Used car buyers who paused their purchase to focus their attention on England’s route through the European football championships may have triggered a 26.8% boost to retail sales last week.
That’s the opinion of Cazana director of insight, Rupert Pontin, who has analysed the vehicle valuation providers data and found evidence of an uplift in trading.
Read on for his full Weekly Pricing Insight Report for the week of July 19.
New and used car market activity in the last four weeks has been more challenging than retailers had expected and experienced for some time.
The good news is that matters have improved considerably with a big boost in volume in the last week when compared to the previous week, although sales enquiry levels have been a little slower to recover.
This was not entirely unexpected given the recent distraction posed to the consumer by the delayed Euro 2020 tournament that England came so close to winning.
When national interest lies with a major sporting event, it is not uncommon for the automotive industry and other retail sectors to be adversely affected.
The question is whether this really is what has happened to impact consumer demand or will sales dip again in the coming days.
It is wise to consider that the country is now in the holiday period with children off school and parents likely to take time out for family pursuits that may well not include looking for and buying a car.
The charts below summarise and qualify the market dynamics during the week commencing July 19 compared with the previous week, with the full-year trend shown at the bottom of each panel.
For the week commencing July 19, in comparison with the previous week, used car sales increased by 26.8%.
The last month may well have shown a decrease in sales volumes but this latest data is quite a boost.
Even looking at the full year period, it is wonderful to see that sales today compared with sales at the beginning of June 2020 show an uplift of 48.5%. There are high hopes that sales performance will now stabilise over the coming weeks.
From a new retail advert listing perspective, it is disappointing to see the numbers of new adverts listed are dropping.
This is the direct impact of the shortage of used cars in the market and is likely to continue until the latter part of Q3 and perhaps see recovery during late September.

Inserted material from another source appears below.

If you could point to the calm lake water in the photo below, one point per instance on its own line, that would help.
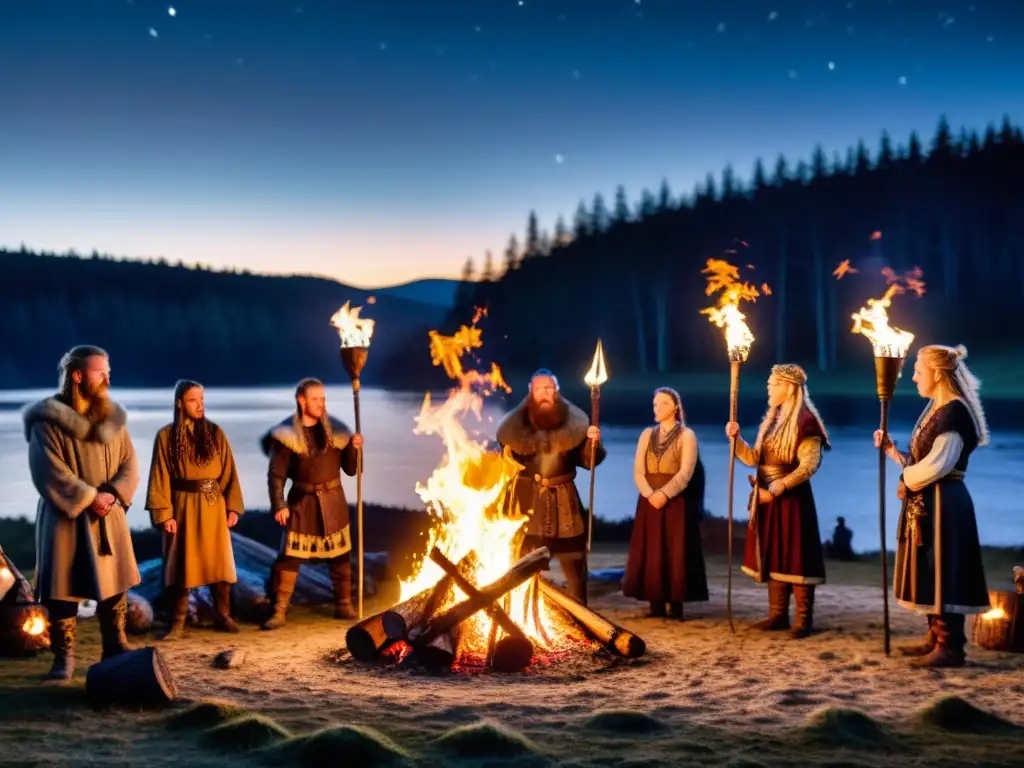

However, it is positive that new listings have improved by 57.8% since this time last year.
Looking at the Cazana Used Car Retail Price Index and the news is also positive with a marginal increase of +1.4%, taking the normalised average price of a used car up to £19,382.
This offsets around half of the drop in the index last week but from a year-on-year point of view, the Cazana Used Car Retail Price Index has increased by 11.7%.
Given the healthy jump in the used car sales volume week on week, the chart below looks at the percentage increase by age and mileage profile.
This chart shows some interesting insight into the detail behind the 26.8% whole market increase in used car sales.
The 69.3% increase in the chart above for old car profile sales is really interesting as this sector of the market has been very volatile for some months now, swinging from increase to decrease week on week in a really inexplicable manner.
The number of new retail listings has been dropping for the last few weeks, although the volume of live retail listings had not tailed off significantly until the last week.
The biggest point of interest is that the average retail price of an old car has jumped by £475 since the beginning of July which represents 10.3% gain.
Taking a closer look at the market as a whole, the chart below shows the sales market share by age profile for the previous week.
Of specific note here is the volume of sales of Part Exchange profile cars which take 35.5% of the market overall, and combined with the knowledge from the previous chart that this sector saw an increase of 20% in sales week on week and it is evident that this age profile remains a very influential part of the used car sector.
The largest increase in sales came for the old car profile and the chart highlights that this represents 17.8% of the whole market share and is the second largest tranche of the used car sector, hence the importance of the week-on-week market swings mentioned earlier.
Of note is the low market share that pre reg cars have of the used car market, which is important to acknowledge due to new car shortages and this now seems to be reflective of the new car rhetoric in the press over supply constraints.
All eyes will be on the supply chain in coming weeks to see whether this position can be improved upon.